Jeff Washburn, who spent about 20 of his nearly 40 years at the Lafayette, Ind., Courier & Journal as a Purdue beat writer, died of cancer on Nov. 29. He was 63.

Rodney McKissic died unexpectedly on Nov. 28. He was 50. McKissic covered college basketball for the Tacoma News Tribune, Cincinnati Post and Buffalo News from 1992-2011.

Paul Morrison, who recently turned 100, died on Nov. 30. Known as Mr. Drake, he was the school's sports information director from 1939-86 and was its official historian for the past 30 years.

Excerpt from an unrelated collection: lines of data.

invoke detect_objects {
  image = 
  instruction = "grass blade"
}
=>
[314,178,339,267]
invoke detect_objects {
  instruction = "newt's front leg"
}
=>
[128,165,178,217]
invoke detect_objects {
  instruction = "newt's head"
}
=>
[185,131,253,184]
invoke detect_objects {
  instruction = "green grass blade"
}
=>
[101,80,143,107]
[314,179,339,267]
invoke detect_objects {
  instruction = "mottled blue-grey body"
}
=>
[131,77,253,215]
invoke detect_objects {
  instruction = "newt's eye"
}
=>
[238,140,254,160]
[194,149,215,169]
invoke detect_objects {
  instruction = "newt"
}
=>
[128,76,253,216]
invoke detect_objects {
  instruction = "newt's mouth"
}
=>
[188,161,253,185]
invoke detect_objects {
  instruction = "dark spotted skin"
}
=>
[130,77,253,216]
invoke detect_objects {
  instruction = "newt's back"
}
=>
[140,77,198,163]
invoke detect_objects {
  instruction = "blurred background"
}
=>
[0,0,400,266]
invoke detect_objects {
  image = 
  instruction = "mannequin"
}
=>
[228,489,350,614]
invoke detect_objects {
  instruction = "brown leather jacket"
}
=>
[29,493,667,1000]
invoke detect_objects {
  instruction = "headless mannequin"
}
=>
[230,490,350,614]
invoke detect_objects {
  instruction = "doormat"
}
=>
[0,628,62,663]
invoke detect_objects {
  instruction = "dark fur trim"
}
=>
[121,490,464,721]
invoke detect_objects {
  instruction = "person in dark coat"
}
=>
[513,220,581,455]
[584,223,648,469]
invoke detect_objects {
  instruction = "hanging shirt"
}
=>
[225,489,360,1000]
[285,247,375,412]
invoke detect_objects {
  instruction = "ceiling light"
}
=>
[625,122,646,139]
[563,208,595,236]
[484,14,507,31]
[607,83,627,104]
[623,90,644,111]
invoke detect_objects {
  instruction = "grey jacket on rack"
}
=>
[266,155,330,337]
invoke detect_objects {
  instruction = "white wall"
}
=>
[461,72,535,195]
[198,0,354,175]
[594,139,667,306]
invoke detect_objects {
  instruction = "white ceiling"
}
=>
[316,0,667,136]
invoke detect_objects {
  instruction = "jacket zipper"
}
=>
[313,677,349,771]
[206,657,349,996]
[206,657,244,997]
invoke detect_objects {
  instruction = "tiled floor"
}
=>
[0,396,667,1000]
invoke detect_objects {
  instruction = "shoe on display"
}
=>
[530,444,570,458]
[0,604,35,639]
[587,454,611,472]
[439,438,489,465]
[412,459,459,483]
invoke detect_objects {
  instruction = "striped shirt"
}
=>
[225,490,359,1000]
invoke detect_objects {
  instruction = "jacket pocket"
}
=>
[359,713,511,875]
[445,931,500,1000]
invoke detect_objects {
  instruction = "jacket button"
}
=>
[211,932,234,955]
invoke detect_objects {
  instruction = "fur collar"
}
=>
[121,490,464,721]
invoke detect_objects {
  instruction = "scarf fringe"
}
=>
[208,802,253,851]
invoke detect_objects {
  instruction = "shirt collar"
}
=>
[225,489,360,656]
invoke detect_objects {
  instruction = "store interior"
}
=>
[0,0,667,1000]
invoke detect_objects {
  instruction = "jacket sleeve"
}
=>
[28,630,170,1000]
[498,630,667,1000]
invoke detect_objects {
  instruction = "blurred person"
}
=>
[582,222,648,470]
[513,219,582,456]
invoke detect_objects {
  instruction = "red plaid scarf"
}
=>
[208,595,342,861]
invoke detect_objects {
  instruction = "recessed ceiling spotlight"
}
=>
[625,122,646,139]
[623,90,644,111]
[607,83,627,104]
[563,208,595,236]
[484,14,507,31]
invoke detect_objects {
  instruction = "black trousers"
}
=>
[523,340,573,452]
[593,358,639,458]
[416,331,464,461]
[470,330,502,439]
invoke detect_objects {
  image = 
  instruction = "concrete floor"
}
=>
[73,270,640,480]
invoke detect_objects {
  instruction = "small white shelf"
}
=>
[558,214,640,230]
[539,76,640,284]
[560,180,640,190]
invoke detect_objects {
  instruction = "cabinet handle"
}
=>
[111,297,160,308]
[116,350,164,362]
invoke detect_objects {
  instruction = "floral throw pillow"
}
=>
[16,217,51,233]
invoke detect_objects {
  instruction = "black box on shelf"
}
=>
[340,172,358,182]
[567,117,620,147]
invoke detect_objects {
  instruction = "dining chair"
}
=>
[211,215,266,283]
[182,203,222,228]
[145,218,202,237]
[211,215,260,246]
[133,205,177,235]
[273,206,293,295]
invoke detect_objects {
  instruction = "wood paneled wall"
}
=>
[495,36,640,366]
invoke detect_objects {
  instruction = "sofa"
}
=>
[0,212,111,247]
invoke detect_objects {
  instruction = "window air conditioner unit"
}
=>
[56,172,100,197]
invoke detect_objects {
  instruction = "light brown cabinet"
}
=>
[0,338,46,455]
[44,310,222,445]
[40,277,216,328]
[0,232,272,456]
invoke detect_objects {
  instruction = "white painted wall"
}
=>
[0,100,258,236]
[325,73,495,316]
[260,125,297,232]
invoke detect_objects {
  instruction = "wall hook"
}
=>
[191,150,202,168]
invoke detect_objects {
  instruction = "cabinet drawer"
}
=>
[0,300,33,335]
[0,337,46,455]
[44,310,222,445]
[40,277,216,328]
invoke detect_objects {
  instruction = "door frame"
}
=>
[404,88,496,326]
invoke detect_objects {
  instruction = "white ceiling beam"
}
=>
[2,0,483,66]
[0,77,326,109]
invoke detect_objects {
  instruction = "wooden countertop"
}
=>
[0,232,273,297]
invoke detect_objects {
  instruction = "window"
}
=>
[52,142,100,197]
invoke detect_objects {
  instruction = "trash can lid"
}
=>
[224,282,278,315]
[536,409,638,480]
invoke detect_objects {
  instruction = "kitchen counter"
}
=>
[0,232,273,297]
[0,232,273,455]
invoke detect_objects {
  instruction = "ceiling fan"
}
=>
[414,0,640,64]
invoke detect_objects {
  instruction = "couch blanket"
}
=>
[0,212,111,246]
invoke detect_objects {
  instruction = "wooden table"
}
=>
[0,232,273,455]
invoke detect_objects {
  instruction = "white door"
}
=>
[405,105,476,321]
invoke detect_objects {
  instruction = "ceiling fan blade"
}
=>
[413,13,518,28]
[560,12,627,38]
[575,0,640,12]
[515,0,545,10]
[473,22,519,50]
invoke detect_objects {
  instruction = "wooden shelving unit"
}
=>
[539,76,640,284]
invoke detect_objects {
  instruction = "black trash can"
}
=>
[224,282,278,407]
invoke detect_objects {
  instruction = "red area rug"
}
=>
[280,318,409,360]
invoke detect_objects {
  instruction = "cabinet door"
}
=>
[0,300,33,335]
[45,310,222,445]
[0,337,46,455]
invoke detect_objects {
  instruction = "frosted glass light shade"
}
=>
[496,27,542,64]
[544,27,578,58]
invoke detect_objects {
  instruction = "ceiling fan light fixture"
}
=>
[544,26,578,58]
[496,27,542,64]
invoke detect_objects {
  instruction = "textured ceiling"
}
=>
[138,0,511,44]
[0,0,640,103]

In other news, Dick Jerardi and Mike Kern left the Philadelphia Daily News. Jerardi, a former USBWA president, was named to the USBWA Hall of Fame in 2014 and covered colleges for the Daily News for more than 33 years. Kern began covering college sports for the Daily News in 1980.

Andy Katz, who has covered college basketball for nearly three decades, was hired by NCAA.com to provide written, digital and social-media coverage.

Dave Dorr, a veteran sports writer of 35 years and former Sporting News college basketball writer, was inducted into the St. Louis Media Hall of Fame.